IDENTIFICATION OF TARGETED CANCER THERAPIES
USING GENE
MODULE MAPS
Jessi Blackburn
based on Wong et al. (1)
"Revealing Targeted
Therapy for Human Cancer by Gene Module Maps"
I. INTRODUCTION
i. Overview
Cancer is a very complex disease, resulting from a diverse collection of genetic gains, chromosomal losses, and epigenetic modifications, the full effects of which on tumor biology are still largely unknown. However, within the last decade, array-based molecular profiling has revolutionized the field of cancer research. Researchers can now utilize microarray technology to analyze the expression of thousands of genes simultaneously in tumor cells or tissue samples, allowing them to study the complex biology of cancer much more comprehensively than ever before. Besides basic biology, the gene expression profiles of human cancers have been found to contain crucial information on clinical behavior, where they can accurately predict patient prognosis, response to treatment and overall survival. However, while microarrays have improved the predictive aspects of cancer diagnosis, they have been under-utilized in the design of targeted therapies. Recent work by Wong et al. applies gene module maps to tumor microarray data in order to identify a novel therapy for breast cancer patients whose tumors expressed a very specific poor-prognosis signature. This type of work brings the cancer field one step closer to the ultimate goal of using gene expression profiles to match drug with disease, thereby individualizing cancer treatment.
ii.
Microarrays
The principle behind
microarray analysis is that mRNA from a single sample is labeled for use as a
target, and then hybridized to a large number of single-stranded DNA sequences,
termed probes. The expression level
of a given gene can then be determined by the intensity of the signal, or the
amount of mRNA binding to a particular DNA sequence. There are 2 types of
microarrays: spotted cDNA arrays and oligonucleotide arrays, detailed in Figure
1. Current microarray technology allows for analysis of the entire genome; for
example, Affymetrix provides a microarray spanning ~28,000 genes, utilizing over
750,000 different probes.
There is much enthusiasm for
the application of microarray technology to the clinical setting. However, if
microarrays are to contribute to both patient diagnosis and tailored medicine,
there can be no questions regarding their accuracy in determining the gene
expression profile of a tumor sample. For this reason, microarrays are
not yet considered appropriate for clinical use. Several reports have been published
detailing contradictory results when the same RNA sample was hybridized to
different microarray platforms (2). Other studies have shown that the same
clinical problem, such as metastatic breast cancer, generated completely
different gene expression profiles, calling into question the reliability of
micoarrays in disease diagnosis (3).
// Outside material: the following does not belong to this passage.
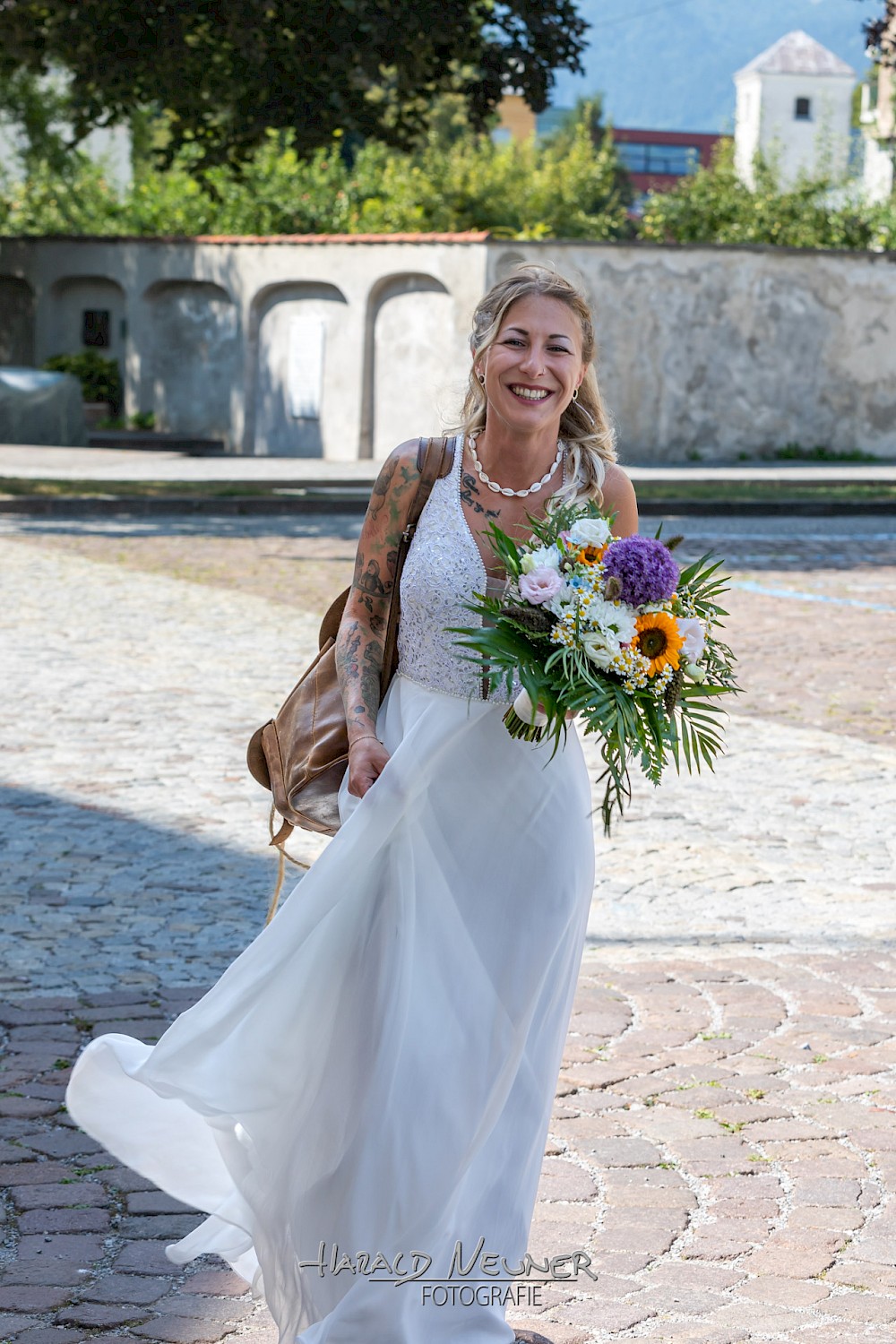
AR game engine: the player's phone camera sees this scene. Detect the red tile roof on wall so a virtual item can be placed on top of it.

Because many of these discrepancies can be
explained by technological difficulties, such as use of different probe sets,
inadequate normalization and small sample size, and because of the great
potential benefit of microarray technology in the clinic, the FDA has
established the Microarray Quality Control (MAQC)
project, in which 137 different participants from across the country work
together to reach a consensus both on the technical procedures used in
microarray analysis, and on the procedures involved in creating and validating
prognostic signatures for disease diagnosis.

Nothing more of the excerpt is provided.